Malheureusement, le film s'essouffle et sombre dans les travers des blockbusters dont il prétend vouloir se moquer :
- dans sa deuxième moitié, le scénario s'enfonce dans la prévisibilité et emprunte des facilités d'écritures dignes de mauvais blockbusters pour enfants
les aveux de meurtre soutirés au méchant grâce à un micro-cravate oublié... la bataille des cascadeurs contre les vilains-hommes-de-main dans une séquence toute droit sortie de maman j'ai raté l'avion ?
- les personnages secondaires sont aussi mal écrits qu'ils sont joués : Hannah Waddingham, Aaron Taylor-Johnson, Winston Duke... cabotinent laborieusement dans des rôles caricaturaux & sans finesse
- la course aux clins d'œil & références meta:
Dune, Tome Cruise, Jason Momoa, Mad Max, Drive, Fast & Furious, Johnny Depp x Amber, ComicCon...
vient lourdement nous rappeler qu'on fait davantage face à un produit, conçu sur mesure pour séduire une certaine audience, qu'à un film capable d'exister par lui-même.

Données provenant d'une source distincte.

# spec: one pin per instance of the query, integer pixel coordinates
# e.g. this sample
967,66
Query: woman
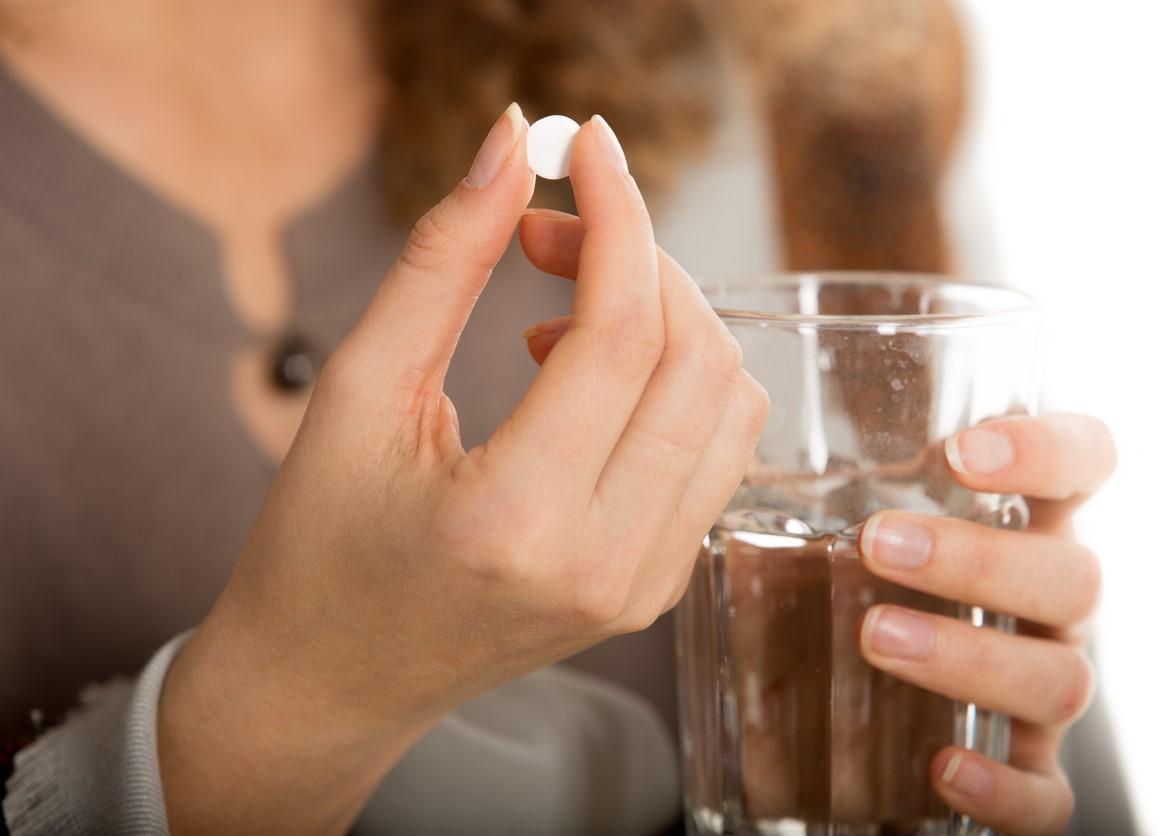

Au final, The Fall Guy donne l'impression d'une occasion manquée : avec une écriture d'intrigue et de personnages un peu plus soignée, le film aurait pu s'imposer comme un bonbon pop bien calibré, porté par un duo d'acteurs principaux attachants. Au lieu de ça, il retombe dans les travers habituels des blockbusters bas du front actuels... dommage, c'était presque bien.